Just over a week after Barry Bonds' personal trainer was indicted on charges of distributing illegal steroids, commissioner Bud Selig sent a memorandum to the 30 teams banning personal trainers, friends and agents from "all playing fields, dugouts, clubhouses and related facilities."
"We've gotten liberal letting more people in that weren't your employees, and that creates difficulties," Cashman said. "This, obviously, in the long run will be better, but in the short run it will cause problems."
Jason Giambi's trainer, Bobby Alejo, was allowed on Yankees' charter flights in 2002 and 2003 - he was on the team's payroll as a batting practice pitcher in 2002. While he was banned from the clubhouse for much of last season, he was allowed to work with Giambi in the weight room.

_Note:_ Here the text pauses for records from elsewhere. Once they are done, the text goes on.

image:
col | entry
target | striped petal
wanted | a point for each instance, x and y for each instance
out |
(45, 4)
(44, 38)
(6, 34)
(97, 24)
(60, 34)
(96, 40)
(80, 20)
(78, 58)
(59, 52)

"I'll talk with Cash, and address it with whoever we need to address it with, and see what goes on from there," Giambi said.
There has been no decision on whether to put Alejo back on the Yankees' payroll. Derek Jeter also has brought his trainer to the weight room.
"If adjustments are needed to take place, they will take place," Cashman said. "With the times, the commissioner is doing his best to make sure the game is portrayed in a positive light. This is one area there's a little bit of shadow on the game. He's making his best effort to shore that up."
Yankees manager Joe Torre has allowed friends into his office, such as Billy Crystal and Marvin Hamlisch.
"It certainly gives me an excuse not to have anybody in there," Torre said with a smile. "If that's the way it is, that's the way it is."
The memo says teams may determine individual policies for clubhouse access by "immediate family," defined as parents, siblings and children.
"Whatever you're told to do, you do" Torre said. "You can see where major league baseball is just trying to be as cautious and preventative as they can be."